The resort had no resident physician, and certainly no polio specialist. None of the new guests had Roosevelt’s advantage of advanced—for that era—polio care, and they were eager to hear what he could tell them of the disease they shared. He had Missy LeHand help him prepare a series of charts showing the human musculature and indicating which muscles were affected by polio and therefore needed special exercise. He answered their questions, assisted them in locating specialists near their homes, and charmed them with his natural optimism.

The experience boosted Roosevelt’s spirits as much as theirs, and as much as anything he had done since contracting the disease. To some degree his positive attitude reflected his comparative physical advantage over several of the others; self-pity appeared particularly out of place when others were much worse off. To some degree it reflected the actual improvement he felt in his condition. His half brother, Rosy, now in his late sixties, had suffered a knee injury; Franklin wrote him a letter of concern and appended a status report: “My own knees are really gaining a lot of strength. This exercising in warm water seems to be far and away the best thing, and I think you will be delighted with the progress I have made.”

 

 

A
S
R
OOSEVELT LED
the exercises in the pool, as he answered the questions at the water’s edge, as he felt the spirits of the group rise on the mutual encouragement each offered to all, an unexpected vision took shape in his mind’s eye.
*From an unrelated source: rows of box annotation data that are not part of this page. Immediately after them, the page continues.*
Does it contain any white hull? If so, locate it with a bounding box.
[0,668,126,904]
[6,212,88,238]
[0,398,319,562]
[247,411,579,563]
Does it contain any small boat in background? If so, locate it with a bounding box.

His conversations with the resort’s management and his observations of the other guests convinced him that Warm Springs would never become a satisfactory facility for polio victims unless it was owned and operated by someone sympathetic to their plight. Roosevelts and especially Delanos had invested in less worthy ventures; Franklin now determined to put his money where his heart lay, and purchase the resort. As owner he would have the freedom to implement what he had learned in his own rehabilitation and to assist others—doctors and patients, working together—in devising new treatments.